Credit Card Companies Should Cut Off Hate Group Donations - Room for Debate
American Express, Visa, MasterCard and Discover understand branding power. Maintaining best-in-class diversity programs promotes the companies as community-driven and socially aware. But scratch the surface of their equality-branded initiatives and you’ll find a rabbit hole of controversy. They profit from groups that assert gays are pedophiles, that Arab-Americans want to subjugate the country to Shariah law and that immigrants are mounting hostile invasions of the U.S.
The credit card companies recognize that diversity - among employees, customers and business partners - is profitable. In celebration of the Supreme Court’s decision in support of gay marriage, MasterCard bought celebratory ads on Twitter. It is also expanding its presence in the Middle East, working with the Emirates-owned bank Al Hilal on a Shariah-compliant credit card.
Companies like Visa and MasterCard can celebrate diversity or do business with hate groups. But they can’t do both.

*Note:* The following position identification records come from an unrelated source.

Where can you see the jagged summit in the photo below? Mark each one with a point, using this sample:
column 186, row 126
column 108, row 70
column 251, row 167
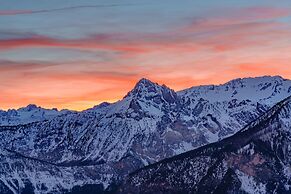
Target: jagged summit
column 148, row 90
column 30, row 107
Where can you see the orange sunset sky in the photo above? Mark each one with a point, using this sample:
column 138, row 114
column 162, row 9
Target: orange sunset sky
column 76, row 54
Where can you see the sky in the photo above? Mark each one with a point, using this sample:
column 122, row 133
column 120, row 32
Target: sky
column 76, row 54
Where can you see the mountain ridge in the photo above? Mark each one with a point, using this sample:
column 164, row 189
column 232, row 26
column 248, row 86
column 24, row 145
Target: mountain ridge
column 154, row 177
column 153, row 122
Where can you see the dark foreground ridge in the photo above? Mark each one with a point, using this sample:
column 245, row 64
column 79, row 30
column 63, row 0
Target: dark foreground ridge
column 256, row 159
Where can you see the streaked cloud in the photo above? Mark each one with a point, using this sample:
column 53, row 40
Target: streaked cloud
column 212, row 48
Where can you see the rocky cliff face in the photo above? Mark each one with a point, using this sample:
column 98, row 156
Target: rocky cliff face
column 256, row 159
column 101, row 145
column 30, row 113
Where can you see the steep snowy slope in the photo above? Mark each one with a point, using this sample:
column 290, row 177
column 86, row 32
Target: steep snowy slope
column 150, row 123
column 219, row 111
column 29, row 114
column 257, row 159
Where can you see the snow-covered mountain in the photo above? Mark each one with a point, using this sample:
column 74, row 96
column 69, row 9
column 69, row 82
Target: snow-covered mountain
column 101, row 145
column 28, row 114
column 257, row 159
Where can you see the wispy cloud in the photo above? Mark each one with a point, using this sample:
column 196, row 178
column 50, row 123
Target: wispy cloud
column 23, row 12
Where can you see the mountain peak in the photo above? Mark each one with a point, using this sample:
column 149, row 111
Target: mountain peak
column 29, row 107
column 143, row 87
column 144, row 82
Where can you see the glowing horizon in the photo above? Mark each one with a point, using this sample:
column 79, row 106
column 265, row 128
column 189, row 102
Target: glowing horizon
column 74, row 55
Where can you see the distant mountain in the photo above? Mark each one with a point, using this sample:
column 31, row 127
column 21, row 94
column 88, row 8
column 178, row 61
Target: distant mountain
column 257, row 159
column 152, row 122
column 28, row 114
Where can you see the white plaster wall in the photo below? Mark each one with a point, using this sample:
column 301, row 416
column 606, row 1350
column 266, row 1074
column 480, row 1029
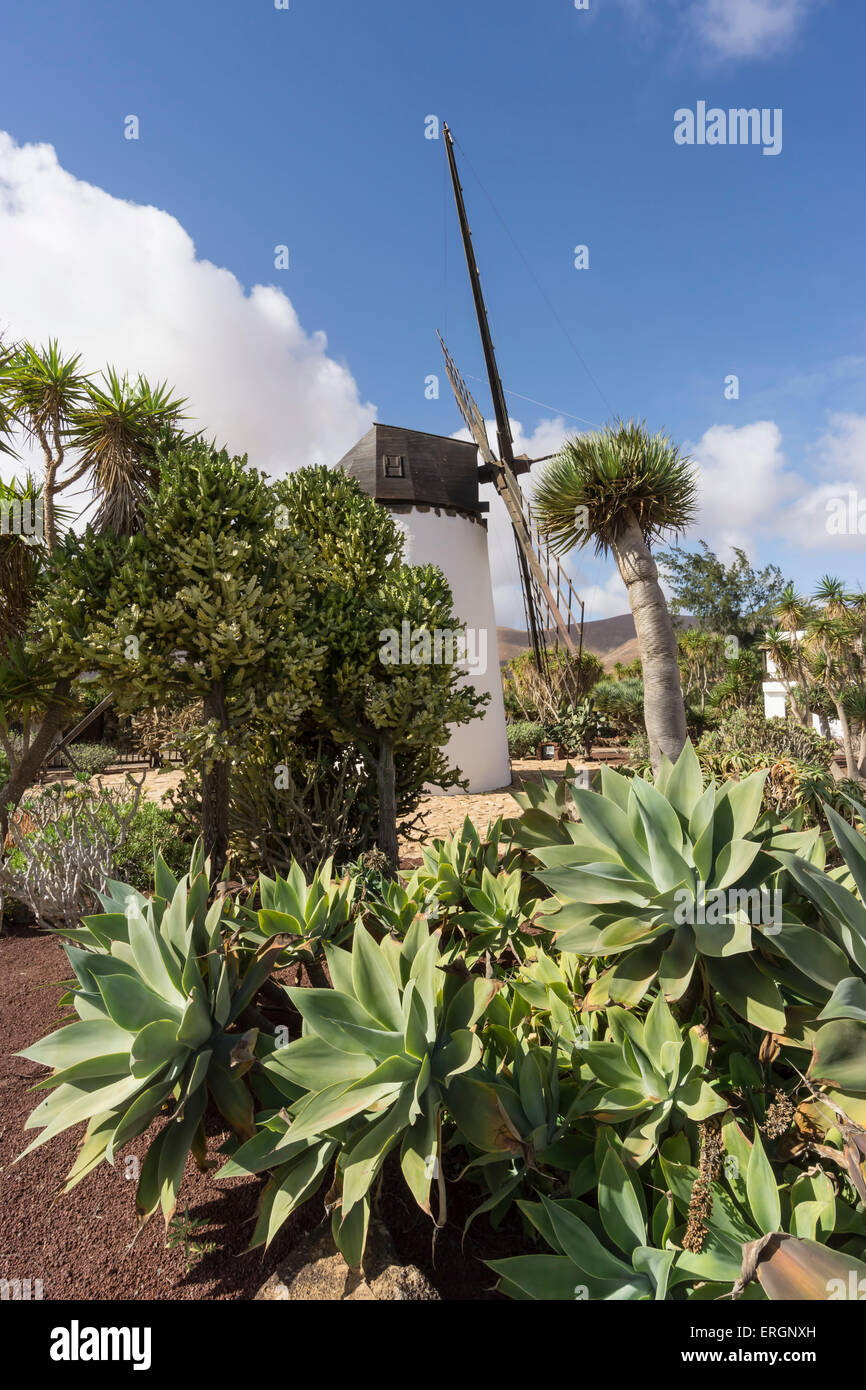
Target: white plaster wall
column 773, row 699
column 776, row 705
column 459, row 548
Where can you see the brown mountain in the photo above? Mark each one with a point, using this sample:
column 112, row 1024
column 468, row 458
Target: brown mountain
column 612, row 640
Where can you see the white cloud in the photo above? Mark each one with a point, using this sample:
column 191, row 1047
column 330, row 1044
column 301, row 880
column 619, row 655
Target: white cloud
column 744, row 483
column 748, row 28
column 831, row 512
column 121, row 282
column 720, row 28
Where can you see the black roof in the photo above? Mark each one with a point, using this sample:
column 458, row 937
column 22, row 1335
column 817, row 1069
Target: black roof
column 406, row 466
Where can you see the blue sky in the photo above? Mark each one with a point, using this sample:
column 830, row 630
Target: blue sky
column 306, row 127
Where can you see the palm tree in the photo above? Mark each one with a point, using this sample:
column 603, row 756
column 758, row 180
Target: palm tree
column 623, row 488
column 834, row 645
column 106, row 434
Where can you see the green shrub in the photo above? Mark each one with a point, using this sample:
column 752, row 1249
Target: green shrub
column 622, row 704
column 153, row 829
column 747, row 740
column 656, row 1070
column 577, row 729
column 524, row 737
column 92, row 759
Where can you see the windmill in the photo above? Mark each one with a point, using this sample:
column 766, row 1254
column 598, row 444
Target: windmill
column 551, row 602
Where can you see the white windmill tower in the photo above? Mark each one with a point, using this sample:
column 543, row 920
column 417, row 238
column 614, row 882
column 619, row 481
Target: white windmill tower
column 430, row 483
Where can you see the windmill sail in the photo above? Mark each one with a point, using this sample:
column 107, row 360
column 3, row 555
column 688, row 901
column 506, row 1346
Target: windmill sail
column 551, row 602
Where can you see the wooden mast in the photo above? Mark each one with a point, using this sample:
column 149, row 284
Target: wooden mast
column 502, row 470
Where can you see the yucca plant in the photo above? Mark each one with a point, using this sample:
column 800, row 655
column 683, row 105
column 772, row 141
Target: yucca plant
column 638, row 873
column 622, row 488
column 159, row 997
column 371, row 1072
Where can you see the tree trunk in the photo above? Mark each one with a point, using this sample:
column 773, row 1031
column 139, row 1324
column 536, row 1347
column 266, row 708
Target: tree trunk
column 24, row 774
column 385, row 776
column 663, row 705
column 214, row 791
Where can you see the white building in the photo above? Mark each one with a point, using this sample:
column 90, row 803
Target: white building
column 776, row 701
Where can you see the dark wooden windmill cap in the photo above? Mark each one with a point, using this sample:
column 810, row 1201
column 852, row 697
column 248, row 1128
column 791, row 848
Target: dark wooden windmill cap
column 407, row 467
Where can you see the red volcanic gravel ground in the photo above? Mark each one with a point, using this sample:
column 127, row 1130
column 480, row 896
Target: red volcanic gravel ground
column 79, row 1244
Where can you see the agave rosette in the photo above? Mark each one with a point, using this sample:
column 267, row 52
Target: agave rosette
column 159, row 995
column 371, row 1070
column 641, row 866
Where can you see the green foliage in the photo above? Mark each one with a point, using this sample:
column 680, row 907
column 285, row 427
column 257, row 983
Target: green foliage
column 652, row 1101
column 371, row 1072
column 602, row 480
column 157, row 990
column 577, row 729
column 622, row 704
column 524, row 737
column 153, row 830
column 537, row 695
column 307, row 913
column 637, row 875
column 745, row 736
column 649, row 1075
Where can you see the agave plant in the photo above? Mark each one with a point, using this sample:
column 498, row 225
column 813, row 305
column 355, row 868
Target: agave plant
column 838, row 1040
column 453, row 865
column 609, row 1255
column 371, row 1072
column 398, row 905
column 742, row 1209
column 306, row 913
column 159, row 997
column 669, row 880
column 515, row 1122
column 498, row 920
column 649, row 1075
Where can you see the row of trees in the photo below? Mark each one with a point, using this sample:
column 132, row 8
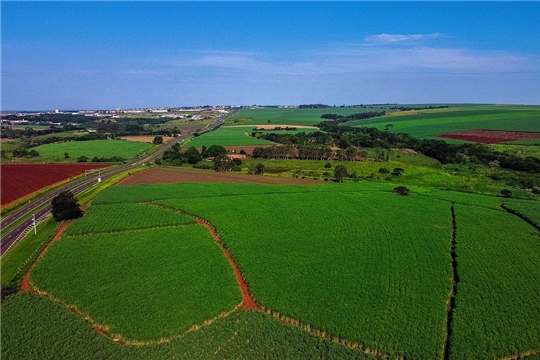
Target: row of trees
column 345, row 137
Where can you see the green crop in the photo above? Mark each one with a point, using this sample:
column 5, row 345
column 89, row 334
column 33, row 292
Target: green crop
column 92, row 148
column 361, row 266
column 121, row 217
column 143, row 284
column 498, row 303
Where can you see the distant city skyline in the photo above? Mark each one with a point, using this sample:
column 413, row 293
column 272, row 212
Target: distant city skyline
column 108, row 55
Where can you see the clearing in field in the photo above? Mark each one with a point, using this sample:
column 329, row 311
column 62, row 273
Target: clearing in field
column 20, row 180
column 352, row 262
column 491, row 136
column 92, row 148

Simultaneously, they provide payment-processing services to organizations labeled hate groups. The “merchant services” divisions of American Express, Visa, MasterCard and Discover allow these groups to accept online credit card donations. In exchange, the credit card companies earn a 2 to 3 percent fee on each transaction. A $250 donation to the Family Research Council - an extremist group that vehemently opposes the Employment Non-Discrimination Act and asserts that homosexuality is the same as pedophilia - earns the credit card company about $7.50.
A visit to the Web site of the International Conspiratological Association - a white supremacist group that denies the Holocaust - reveals credit card logos directly above a graphic reading “White Pride World Wide.” This brand identifier communicates tacit approval of the association’s mission, and signifies its membership in a community of millions of retailers and cardholders.